Re: BulkLoader error with large data and fast harddrive

jp Tue, 28 Jun 2011 13:20:02 -0700

Hey Andy,

Saw the twitter message 29% load speed increase is pretty nice. Glad I
could give you the excuse to upgrade :) Though It worries me that you
don't receive the same exception I do.
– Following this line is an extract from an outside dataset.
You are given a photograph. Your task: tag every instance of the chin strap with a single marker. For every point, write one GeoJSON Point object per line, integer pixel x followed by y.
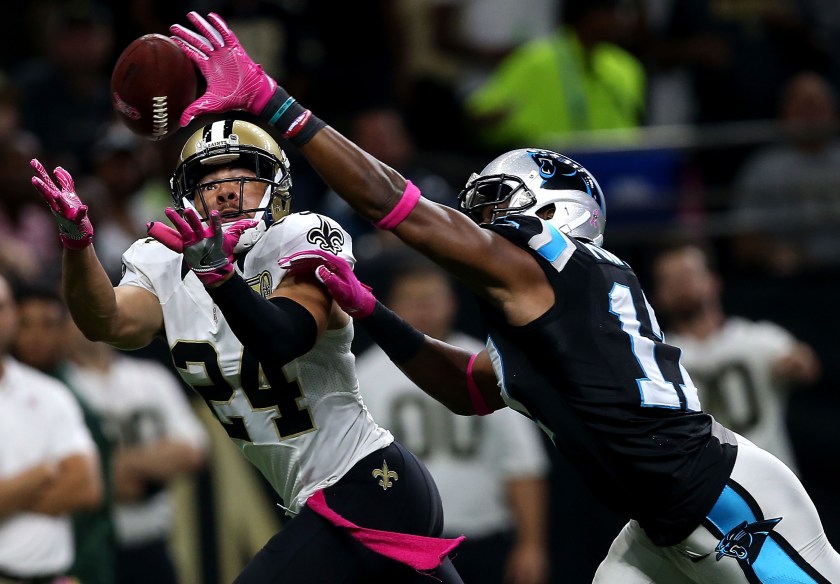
{"type": "Point", "coordinates": [250, 237]}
I consistently have loading
issues using the file posted at
http://www.kosmyna.com/mappingbased_properties_en.nt.bz2. I can get
the test program to complete by making the following changes but it's
slow (30 minutes).


SystemTDB.setFileMode(FileMode.direct) ;

 if ( true ) {
     String dir = "/home/jp/scratch/ssdtest/DB-X" ;
     FileOps.clearDirectory(dir) ;
     datasetGraph = TDBFactory.createDatasetGraph(dir);
 }

Running the program with the sections of code below fails every time.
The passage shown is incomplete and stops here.